Ok, this is one of the more widely known tricks, but it’s important nonetheless, so we are going to include it.
Navigate to Settings > About phone and tap on your phone’s build number seven times. You’ll get an onscreen countdown, eventually followed by a message saying “Congratulations, you are now a developer”.
For the most part, the latest Android phones already feel very snappy. However, after the latest Nexus 5X only shipped with 2GB of RAM, some users were left feeling a bit underwhelmed by Google’s hugely popular product line.
One solution is to change your phone’s “Window animation scale”, “Transition animation scale” and “Animator duration scale” from 1x to 0.5x. Granted, it won’t actually make your phone faster, but it will make it feel faster.
Go to Settings > Developer options and scroll about two thirds of the way down the list to find the necessary options (you’ll need to have first enabled Developer Mode).
It’s annoying when a link opens in a certain app rather than in the browser.
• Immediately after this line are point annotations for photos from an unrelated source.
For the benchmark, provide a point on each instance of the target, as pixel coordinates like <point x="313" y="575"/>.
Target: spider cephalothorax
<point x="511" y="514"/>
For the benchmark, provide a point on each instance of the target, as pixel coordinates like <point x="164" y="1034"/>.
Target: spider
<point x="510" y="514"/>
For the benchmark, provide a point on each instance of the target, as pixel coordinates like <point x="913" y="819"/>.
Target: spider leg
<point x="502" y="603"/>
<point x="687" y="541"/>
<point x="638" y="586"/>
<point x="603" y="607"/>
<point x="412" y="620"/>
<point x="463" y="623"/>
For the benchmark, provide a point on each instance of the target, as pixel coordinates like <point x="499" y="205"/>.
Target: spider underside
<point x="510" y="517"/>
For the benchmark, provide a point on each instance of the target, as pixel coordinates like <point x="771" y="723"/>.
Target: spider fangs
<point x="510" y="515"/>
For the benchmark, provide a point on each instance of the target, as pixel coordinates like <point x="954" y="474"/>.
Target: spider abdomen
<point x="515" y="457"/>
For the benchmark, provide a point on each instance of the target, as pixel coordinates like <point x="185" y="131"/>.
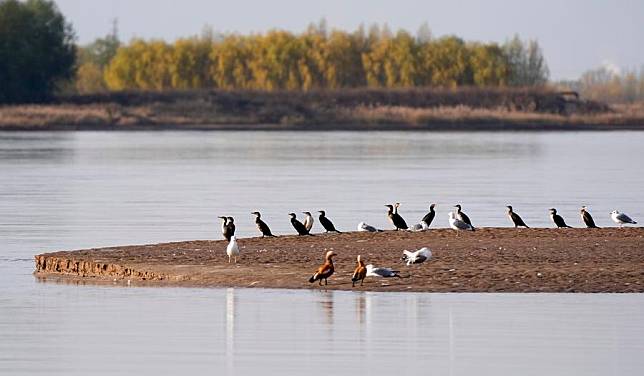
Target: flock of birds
<point x="458" y="221"/>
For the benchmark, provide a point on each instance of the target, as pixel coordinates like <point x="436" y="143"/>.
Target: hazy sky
<point x="575" y="35"/>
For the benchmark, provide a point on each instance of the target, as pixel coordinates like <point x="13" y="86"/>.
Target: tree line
<point x="321" y="59"/>
<point x="39" y="57"/>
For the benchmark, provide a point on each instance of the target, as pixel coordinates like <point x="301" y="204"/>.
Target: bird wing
<point x="425" y="252"/>
<point x="465" y="218"/>
<point x="461" y="225"/>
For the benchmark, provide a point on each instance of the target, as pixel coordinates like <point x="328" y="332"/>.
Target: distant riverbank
<point x="355" y="109"/>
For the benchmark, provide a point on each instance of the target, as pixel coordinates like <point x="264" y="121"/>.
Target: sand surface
<point x="488" y="260"/>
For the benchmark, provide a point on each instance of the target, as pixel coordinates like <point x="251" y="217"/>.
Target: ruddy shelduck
<point x="325" y="270"/>
<point x="360" y="273"/>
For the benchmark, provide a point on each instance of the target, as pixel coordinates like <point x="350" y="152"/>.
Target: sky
<point x="575" y="35"/>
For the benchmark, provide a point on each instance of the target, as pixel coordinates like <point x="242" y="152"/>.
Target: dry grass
<point x="349" y="109"/>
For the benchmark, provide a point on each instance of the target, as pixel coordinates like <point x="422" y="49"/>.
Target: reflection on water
<point x="85" y="330"/>
<point x="76" y="190"/>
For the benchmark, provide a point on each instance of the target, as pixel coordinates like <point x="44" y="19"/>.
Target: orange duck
<point x="360" y="273"/>
<point x="325" y="270"/>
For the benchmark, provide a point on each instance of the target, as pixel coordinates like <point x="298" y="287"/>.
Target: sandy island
<point x="488" y="260"/>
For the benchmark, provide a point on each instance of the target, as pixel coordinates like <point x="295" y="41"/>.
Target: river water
<point x="73" y="190"/>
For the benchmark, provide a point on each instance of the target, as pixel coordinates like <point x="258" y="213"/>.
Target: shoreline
<point x="393" y="127"/>
<point x="419" y="109"/>
<point x="488" y="260"/>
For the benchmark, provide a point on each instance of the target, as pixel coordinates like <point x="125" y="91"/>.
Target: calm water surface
<point x="75" y="190"/>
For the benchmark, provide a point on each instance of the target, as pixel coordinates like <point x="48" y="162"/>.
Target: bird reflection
<point x="230" y="329"/>
<point x="361" y="303"/>
<point x="326" y="305"/>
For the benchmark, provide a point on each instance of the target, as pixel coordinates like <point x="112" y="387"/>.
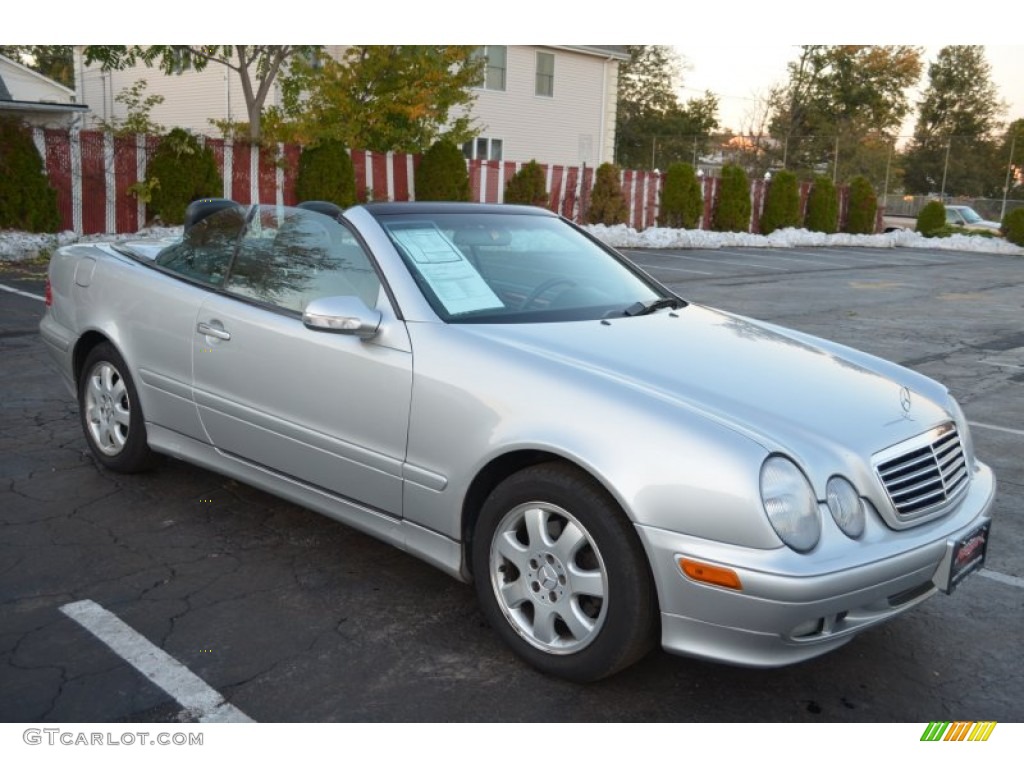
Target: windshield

It could be a YouTube link, a tweet, or a Facebook page — you’ll end up waiting around while your phone shuts down Chrome (or your browser of choice) and fires up something else.
It’s easily fixed.
Go to Settings > Apps and find the app that keeps opening. Once there, scroll down to Open by default, press it, and then select Clear Defaults.
If that doesn’t work, try doing the same with your browser app as well.
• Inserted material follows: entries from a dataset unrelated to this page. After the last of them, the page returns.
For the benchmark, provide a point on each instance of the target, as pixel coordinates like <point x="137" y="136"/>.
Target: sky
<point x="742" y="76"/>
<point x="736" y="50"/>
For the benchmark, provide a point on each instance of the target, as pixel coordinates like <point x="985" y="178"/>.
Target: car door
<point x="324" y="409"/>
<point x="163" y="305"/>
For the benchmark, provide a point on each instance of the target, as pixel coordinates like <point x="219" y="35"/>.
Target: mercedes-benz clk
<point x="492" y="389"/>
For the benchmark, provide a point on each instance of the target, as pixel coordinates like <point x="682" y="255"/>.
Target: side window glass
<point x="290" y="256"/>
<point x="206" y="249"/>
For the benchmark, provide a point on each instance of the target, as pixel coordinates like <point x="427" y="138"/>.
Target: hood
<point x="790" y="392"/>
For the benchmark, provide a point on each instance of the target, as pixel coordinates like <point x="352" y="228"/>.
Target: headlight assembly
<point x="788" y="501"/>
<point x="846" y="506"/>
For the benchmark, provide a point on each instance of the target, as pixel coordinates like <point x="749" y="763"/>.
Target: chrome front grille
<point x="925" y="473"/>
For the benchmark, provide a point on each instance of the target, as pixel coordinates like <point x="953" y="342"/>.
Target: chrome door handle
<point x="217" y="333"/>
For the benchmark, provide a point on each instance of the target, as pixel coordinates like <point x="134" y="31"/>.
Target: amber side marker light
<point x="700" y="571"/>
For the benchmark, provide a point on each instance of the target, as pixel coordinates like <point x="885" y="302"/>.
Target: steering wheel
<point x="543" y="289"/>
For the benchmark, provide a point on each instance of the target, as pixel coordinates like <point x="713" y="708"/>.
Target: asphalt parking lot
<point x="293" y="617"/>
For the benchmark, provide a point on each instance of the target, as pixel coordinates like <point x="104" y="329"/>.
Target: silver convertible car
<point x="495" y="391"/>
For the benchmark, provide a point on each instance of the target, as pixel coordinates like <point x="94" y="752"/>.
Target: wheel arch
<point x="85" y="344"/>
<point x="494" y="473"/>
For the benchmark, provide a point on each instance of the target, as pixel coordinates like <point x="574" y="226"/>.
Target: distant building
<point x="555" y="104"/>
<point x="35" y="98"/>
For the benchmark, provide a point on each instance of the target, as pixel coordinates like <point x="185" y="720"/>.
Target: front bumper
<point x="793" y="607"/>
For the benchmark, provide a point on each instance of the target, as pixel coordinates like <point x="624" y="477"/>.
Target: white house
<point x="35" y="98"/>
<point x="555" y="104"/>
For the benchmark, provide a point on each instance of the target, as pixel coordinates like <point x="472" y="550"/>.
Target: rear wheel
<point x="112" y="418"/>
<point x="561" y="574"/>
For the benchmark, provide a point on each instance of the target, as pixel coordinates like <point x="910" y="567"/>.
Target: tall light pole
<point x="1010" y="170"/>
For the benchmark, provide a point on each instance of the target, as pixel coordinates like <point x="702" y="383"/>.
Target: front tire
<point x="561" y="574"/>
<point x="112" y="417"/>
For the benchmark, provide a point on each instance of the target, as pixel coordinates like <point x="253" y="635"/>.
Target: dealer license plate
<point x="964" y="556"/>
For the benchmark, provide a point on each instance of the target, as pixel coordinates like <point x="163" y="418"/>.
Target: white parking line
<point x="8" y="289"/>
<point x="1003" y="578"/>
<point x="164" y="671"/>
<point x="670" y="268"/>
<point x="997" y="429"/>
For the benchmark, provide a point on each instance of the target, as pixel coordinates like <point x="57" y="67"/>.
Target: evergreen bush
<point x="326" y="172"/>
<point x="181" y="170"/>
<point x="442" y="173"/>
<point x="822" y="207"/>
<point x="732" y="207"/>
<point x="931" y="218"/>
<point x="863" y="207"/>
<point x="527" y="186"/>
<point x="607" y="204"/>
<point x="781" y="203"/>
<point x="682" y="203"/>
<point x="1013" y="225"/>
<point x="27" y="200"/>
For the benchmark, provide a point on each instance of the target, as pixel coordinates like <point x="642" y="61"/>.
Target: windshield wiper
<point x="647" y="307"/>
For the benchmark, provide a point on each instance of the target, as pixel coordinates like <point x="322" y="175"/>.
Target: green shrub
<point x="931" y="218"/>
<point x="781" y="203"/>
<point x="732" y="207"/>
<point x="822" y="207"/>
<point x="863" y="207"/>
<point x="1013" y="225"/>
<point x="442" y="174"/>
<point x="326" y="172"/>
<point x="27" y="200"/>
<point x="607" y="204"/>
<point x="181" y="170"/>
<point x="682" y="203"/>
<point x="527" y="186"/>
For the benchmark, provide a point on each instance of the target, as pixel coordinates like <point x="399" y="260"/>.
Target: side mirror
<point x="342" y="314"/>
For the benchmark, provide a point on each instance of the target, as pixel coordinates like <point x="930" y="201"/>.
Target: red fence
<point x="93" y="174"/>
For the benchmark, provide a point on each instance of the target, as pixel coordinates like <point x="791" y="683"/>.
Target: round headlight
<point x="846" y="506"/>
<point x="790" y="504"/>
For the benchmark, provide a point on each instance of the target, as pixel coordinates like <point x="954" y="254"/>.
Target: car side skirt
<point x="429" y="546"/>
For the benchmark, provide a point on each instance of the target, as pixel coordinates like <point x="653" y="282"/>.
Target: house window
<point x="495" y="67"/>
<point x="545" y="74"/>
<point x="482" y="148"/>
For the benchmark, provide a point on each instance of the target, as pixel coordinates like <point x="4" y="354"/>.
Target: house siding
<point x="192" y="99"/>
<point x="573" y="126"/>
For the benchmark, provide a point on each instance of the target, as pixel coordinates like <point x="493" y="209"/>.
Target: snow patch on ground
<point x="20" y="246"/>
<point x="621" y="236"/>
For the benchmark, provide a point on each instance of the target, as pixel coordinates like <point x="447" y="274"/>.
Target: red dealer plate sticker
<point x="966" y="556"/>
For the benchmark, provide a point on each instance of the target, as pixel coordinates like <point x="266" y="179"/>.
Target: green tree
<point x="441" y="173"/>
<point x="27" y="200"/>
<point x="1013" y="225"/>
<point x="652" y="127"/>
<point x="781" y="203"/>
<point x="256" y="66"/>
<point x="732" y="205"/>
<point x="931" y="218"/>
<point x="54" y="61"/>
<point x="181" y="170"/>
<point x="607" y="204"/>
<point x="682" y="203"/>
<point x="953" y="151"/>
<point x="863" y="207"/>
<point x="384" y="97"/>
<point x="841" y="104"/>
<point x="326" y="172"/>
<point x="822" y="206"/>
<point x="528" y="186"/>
Oddly, how to quickly switch between Wifi networks is not very obvious. Sure, you can go to Settings > Wi-Fi and change it there, but there has to be a faster way, right?
Well, there is!
Swipe down twice from the top of your screen to open the Quick Settings menu, and instead of pressing on the WiFi icon (which disables it), instead press on the network’s name. You’ll immediately be given a list of all the networks in your vicinity.
Are you a Chromecast owner?
If so, you can easily mirror your Android’s screen (and individual apps) by using the cast function.
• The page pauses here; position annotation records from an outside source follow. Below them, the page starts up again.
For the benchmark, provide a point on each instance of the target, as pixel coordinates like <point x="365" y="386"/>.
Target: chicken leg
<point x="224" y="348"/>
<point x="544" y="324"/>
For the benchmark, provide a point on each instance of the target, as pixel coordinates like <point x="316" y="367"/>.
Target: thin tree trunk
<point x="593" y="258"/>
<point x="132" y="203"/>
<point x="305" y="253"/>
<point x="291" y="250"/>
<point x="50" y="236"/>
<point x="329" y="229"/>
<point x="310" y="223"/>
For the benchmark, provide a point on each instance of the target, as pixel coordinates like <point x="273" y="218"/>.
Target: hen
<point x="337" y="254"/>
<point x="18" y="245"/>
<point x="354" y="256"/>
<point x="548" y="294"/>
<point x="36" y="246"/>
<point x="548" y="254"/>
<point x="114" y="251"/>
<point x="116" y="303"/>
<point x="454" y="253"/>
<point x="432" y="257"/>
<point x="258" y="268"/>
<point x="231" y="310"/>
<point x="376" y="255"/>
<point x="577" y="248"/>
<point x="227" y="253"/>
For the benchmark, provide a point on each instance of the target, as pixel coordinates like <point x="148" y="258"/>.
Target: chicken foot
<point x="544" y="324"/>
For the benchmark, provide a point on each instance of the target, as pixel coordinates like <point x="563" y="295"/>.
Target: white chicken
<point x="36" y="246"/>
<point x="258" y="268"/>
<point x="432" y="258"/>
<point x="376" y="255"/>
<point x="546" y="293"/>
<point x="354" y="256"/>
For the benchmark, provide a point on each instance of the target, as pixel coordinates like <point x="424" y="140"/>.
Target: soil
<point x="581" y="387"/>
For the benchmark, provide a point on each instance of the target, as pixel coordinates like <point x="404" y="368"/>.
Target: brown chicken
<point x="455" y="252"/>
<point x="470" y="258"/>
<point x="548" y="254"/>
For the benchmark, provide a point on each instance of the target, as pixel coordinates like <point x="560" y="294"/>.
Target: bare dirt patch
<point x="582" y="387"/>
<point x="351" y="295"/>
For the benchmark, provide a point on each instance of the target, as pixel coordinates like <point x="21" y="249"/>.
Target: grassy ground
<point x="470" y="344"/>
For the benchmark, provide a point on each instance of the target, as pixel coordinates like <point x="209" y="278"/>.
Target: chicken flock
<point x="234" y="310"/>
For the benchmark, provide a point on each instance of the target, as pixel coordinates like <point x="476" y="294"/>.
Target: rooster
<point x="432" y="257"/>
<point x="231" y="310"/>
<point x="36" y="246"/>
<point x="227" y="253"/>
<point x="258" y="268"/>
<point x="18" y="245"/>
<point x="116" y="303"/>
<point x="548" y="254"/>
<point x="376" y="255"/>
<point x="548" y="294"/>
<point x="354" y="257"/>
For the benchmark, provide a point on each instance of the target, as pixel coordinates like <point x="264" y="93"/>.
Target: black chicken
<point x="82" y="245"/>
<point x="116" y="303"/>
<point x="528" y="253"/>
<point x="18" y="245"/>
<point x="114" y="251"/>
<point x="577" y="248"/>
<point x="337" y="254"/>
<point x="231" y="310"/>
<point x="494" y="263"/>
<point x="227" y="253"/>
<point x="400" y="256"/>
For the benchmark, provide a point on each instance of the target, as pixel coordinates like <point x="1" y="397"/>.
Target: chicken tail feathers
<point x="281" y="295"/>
Just open the Quick Settings menu and hit Cast. Your device will find your Chromecast (assuming it’s on the same local network), and you’re good to go.
It’s great for playing games on a larger screen, showing off photos to family and friends, or playing your music through a louder set of speakers. Though many apps, like YouTube, have a dedicated cast button within the app.
Do you keep getting an annoying app notification, but you’re not sure which app is causing it?
There is an easy solution — just long-press on the notification in question, and your device will tell you.
Priority Mode is probably one of the most underrated and underused features on the entire operating system.
In short, it allows you to put your phone into quiet mode, but still allow some “noises” to get through. This could be calls, texts, or WhatsApps from specific contacts, notifications from certain apps, or important alerts such as alarms.
To set it up, go to Settings > Sound & Notification > Do not disturb, then select the options that you require. It can be quickly toggled on and off from the Quick Settings menu.
Moving on one step further from the previous tip, after you’ve long-pressed the app you’ll see an information icon. Press it, and you’ll be presented with the notification settings for the app in question.
You can do things like block all its notifications, allow it to override priority mode, and make it hide private information.
Ever need to use Google Maps one-handed? (No, not while you’re driving!)
Just double tap the screen and swipe up and down to zoom in and out — it’s a lot less fiddly than trying to pinch your fingers and hold your phone at the same time!
It removes the need to use a keypad lock when you’re at home or in another “trusted” environment.
It can use GPS, certain networks, your face, or even your voice to prevent your phone from locking itself, making for a much faster and hassle-free experience.
Head to Settings > Security > Smart lock to set it up.
If you have kids using your phone regularly, this is a great way to make sure they don’t accident run up huge bills or set their eyes on content that is age-inappropriate.
Firstly, you’ll need to enable the feature (oddly, it is turned off by default). Do that by going to Settings > Security and scrolling down to Screen pinning.
To pin a screen, open the app, press the Overview button (the square) and then the pin icon.
You can choose to PIN-protect the pinned screen, if you so wish.
Another well-known Android Easter egg among old-timers, the secret game might not be so obvious to newcomers.
Lollipop and Marshmallow’s game is based on Flappy Bird; it has the same gameplay principle but has had an Android-themed makeover graphics-wise.
Head to Settings > About phone and tap the device’s version number several times. Eventually you’ll be presented with an on-screen lollipop or marshmallow depending on your operating system. Continue to rapidly tap the center of it and the game will launch.
Use Android Device Manager (ADM) to find the approximate location of your device and when it was last used.
Set up voice search to use your phone hands-free.
Get free unlimited storage for all your photos & videos.
Manage app permissions in Android Marshmallow so they can only access what you choose.
You can add and edit different gesture recognition by going to Settings > Accessibility>Gesture recognition >Letter Gesture Settings.
Open Camera and go to Face Beauty mode and other Beauty mode selections for more options.